COTONOU (© 2025 Afriquinfos)- Parmi les rares femmes béninoises cinéastes, loge Nelly Béhanzin. Sa jeune carrière a déjà dû surmonter des montagnes de difficultés, mais elle porte un solide rêve qui résiste aux aléas du cinéma local. Malgré les moyens limités, elle se fraye un grand chemin.
«Je suis très têtue, je n’abandonne jamais». C’est le carburant du succès de Nelly Béhanzin dans un secteur à prédominance masculine, le cinéma. Sur dix (10) cinéastes béninois, seulement deux (2) seraient des femmes (selon le FIFF- Festival international de films de femmes-Cotonou).

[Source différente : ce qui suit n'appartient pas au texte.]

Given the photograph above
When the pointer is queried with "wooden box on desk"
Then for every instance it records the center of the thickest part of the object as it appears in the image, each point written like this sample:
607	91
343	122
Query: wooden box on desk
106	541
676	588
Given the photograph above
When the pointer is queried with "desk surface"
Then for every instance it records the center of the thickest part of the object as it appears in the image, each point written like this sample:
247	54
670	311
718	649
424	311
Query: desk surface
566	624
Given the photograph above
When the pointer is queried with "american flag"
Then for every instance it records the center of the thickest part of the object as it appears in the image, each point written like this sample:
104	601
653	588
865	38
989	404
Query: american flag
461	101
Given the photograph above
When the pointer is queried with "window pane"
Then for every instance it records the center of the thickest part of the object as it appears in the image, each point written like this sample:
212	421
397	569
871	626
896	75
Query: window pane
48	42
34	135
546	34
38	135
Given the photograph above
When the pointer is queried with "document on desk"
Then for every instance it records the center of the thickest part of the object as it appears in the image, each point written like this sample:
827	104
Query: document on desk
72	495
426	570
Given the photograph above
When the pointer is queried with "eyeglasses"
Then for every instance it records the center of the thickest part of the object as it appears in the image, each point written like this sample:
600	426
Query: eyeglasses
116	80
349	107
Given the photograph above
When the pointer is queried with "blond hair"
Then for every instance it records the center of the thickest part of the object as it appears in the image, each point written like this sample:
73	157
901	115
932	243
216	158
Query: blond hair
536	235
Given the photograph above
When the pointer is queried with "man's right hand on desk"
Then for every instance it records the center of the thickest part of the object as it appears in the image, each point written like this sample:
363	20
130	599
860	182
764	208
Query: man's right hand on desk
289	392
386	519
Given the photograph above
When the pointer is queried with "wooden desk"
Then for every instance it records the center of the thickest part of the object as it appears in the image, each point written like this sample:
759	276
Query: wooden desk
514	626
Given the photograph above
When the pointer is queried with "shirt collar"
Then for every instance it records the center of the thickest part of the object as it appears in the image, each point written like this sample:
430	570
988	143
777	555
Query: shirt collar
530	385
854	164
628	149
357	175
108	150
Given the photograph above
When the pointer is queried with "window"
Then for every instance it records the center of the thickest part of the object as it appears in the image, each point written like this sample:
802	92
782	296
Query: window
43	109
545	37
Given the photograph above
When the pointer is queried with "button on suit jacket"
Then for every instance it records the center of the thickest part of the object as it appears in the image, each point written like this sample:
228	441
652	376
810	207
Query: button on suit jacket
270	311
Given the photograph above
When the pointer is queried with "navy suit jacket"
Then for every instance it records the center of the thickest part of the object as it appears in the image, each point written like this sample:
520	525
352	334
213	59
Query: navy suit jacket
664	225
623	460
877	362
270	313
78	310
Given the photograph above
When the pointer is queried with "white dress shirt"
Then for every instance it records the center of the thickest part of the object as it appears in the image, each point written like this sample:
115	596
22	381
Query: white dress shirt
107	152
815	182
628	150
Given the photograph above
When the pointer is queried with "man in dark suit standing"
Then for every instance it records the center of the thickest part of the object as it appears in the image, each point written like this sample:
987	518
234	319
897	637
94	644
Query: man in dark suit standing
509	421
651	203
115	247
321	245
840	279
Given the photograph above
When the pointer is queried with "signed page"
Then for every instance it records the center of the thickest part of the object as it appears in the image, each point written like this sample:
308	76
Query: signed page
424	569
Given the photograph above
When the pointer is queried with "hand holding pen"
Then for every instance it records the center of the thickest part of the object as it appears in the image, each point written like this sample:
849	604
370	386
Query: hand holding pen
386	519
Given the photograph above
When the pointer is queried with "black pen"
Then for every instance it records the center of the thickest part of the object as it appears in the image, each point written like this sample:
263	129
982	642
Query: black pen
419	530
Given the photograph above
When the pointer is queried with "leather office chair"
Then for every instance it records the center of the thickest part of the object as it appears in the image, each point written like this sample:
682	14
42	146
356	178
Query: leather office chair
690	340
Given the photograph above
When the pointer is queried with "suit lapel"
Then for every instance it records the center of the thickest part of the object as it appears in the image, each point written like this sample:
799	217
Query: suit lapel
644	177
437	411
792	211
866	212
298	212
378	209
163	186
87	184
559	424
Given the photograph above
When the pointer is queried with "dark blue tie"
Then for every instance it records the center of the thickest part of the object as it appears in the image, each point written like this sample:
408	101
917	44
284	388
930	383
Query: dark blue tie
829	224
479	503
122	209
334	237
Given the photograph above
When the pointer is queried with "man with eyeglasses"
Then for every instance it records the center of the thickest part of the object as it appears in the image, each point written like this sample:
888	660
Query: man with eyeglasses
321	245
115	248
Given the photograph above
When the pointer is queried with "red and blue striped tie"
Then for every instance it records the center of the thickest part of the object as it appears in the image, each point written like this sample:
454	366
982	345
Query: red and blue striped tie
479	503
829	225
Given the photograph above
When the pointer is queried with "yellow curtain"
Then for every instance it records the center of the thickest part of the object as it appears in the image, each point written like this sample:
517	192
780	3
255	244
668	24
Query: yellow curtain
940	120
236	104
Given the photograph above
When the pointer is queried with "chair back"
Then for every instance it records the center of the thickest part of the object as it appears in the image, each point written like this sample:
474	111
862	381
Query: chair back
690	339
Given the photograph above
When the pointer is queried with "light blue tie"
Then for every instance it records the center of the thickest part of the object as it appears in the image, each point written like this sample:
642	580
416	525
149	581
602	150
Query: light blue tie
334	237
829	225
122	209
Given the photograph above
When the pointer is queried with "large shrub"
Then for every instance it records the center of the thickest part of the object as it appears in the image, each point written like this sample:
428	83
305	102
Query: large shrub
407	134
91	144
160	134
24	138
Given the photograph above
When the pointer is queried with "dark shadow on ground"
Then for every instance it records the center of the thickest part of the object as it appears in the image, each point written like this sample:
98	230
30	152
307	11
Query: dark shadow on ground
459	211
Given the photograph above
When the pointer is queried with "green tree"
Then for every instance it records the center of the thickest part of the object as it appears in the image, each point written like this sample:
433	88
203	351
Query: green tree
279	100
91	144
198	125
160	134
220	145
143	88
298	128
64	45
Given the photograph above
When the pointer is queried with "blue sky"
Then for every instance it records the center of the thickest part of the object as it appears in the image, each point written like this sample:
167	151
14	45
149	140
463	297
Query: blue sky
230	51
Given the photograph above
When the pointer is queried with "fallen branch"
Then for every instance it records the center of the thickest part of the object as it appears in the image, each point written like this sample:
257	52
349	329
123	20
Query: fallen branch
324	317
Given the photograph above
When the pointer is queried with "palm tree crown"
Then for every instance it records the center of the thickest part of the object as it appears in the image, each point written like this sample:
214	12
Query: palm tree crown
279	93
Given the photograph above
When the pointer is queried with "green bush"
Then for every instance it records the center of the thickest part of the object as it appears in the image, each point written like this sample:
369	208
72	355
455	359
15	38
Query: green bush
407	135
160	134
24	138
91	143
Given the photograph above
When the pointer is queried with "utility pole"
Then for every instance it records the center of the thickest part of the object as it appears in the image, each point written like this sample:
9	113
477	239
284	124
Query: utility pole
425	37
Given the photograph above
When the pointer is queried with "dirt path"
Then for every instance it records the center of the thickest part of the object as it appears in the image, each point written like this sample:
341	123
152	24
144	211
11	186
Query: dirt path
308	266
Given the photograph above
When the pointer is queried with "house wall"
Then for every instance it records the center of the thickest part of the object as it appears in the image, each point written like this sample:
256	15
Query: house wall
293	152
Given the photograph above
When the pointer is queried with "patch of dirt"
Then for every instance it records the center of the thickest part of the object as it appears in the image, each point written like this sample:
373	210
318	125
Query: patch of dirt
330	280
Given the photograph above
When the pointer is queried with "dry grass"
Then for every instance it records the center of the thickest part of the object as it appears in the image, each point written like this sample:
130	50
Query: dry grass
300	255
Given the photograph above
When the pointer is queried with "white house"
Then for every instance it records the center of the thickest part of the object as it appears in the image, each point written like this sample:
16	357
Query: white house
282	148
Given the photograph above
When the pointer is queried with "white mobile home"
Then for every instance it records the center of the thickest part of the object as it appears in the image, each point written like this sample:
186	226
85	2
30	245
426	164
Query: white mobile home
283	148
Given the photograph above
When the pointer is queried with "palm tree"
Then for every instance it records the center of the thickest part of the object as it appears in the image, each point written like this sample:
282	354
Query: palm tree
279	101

«On n’a pas beaucoup de personnes qui nous accompagnent. Quand tu es une fille et que tu veux te bâtir une carrière dans ce domaine, tu dois être têtue et déterminée; il ne faut pas abandonner, parce que tu vas rencontrer des obstacles sur ton chemin ! La Nature va te placer des obstacles, les Hommes aussi. Tu n’auras pas forcément l’argent pour faire le film, mais si tu es déterminée et que tu as des ami(e)s qui te soutiennent, ce film, tu le feras», certifie-t-elle.
D’ordinaire, ce n’est pas aussi évident pour les femmes d’émerger dans une société africaine où les inégalités dans le cadre du genre se perpétuent. Les pesanteurs sociales planent encore sur l’éclosion professionnelle de la gent féminine, pourtant talentueuse. Nelly Béhanzin fait donc l’exception en bravant les préjugés. Son tout premier film, «Le rêve d’une presqu’Ile», a été réalisé, se rappelle-t-elle, «sur un coup de tête».
Avec son téléphone, la descendante du roi Béhanzin a présenté une plage polluée par les ordures en Guinée (Conakry). Coup du destin, c’est ce bout de film (une minute) qui l’a révélée au grand jour ! Elle a remporté le «Prix du meilleur film francophone» au «Mobile Film Festival 2023» à Rabat (au Maroc). «On peut commencer comme ça, prendre son téléphone et faire des films», conçoit cette réalisatrice. Il faut aussi se former et apprendre à se perfectionner sur le terrain, renchérit cette titulaire d’un «Master 1 en réalisation Cinéma TV».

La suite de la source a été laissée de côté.